Хороший способ отвлечься. Следующие полчаса Альвин показывал мне свою коллекцию: двойные и одинарные конверты, черный, желтый, голубой винил, ярлыки с серебристыми названиями, красные полосы, белые ободки. У него были шестиугольные декоративные пластинки, пластинки с рисунками и текстами песен. Альвин любил все это почти так же, как фотографию. Я понял это по блеску в его глазах.
– Я быстро увлекаюсь, – сказал он, убирая пластинки обратно в конверты. – Иногда находишь что-то, что нравится, а потом у тебя щелкает в голове, и ты больше не принадлежишь себе.
На мгновение мне почудилось пламя в его взгляде – оно было настоящим и лизало рыжеватые ресницы.
– И чему же ты принадлежишь? – спросил я.
– Камере, – просто ответил он. – Музыке.
Альвин напомнил мне мою маму. Она тоже легко увлекалась – поэзией, скульптурой, театром, жила этим и не могла иначе. «Ведь это так важно – чувствовать, так важно любить прекрасное», – любила повторять она.
3
Домой я вернулся только к пяти, кинул рюкзак в коридоре и позвонил Бастиану. Его голос звучал несколько обиженно, потому что я ничего ему не объяснил и вообще пропал на целый день. Я сказал ему, что мне стало хреново, поэтому я вернулся домой и тут же лег спать, чтобы справиться с тошнотой и головокружением. Не то чтобы это было совсем ложью. Я ведь так и собирался сделать, пока не столкнулся с Альвином. С Бастианом мы говорили недолго, потому что в дверь позвонили, и я пошел открывать.

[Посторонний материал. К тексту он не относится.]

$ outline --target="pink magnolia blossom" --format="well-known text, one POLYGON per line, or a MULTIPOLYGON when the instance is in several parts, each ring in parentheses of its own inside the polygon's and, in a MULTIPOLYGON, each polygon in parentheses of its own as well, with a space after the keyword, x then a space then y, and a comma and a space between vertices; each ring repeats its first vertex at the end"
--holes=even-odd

Это вернулся отец – он выглядел обеспокоенно и хмуро.
– Почему мне только что позвонил твой классный руководитель и поинтересовался о твоем самочувствии? – строго спросил он, стаскивая с рук черные кожаные перчатки.
Я поджал губы. Весь день пролетел для меня вспышкой, и я совсем забыл подумать над тем, что скажу отцу, когда он узнает, что я прогулял.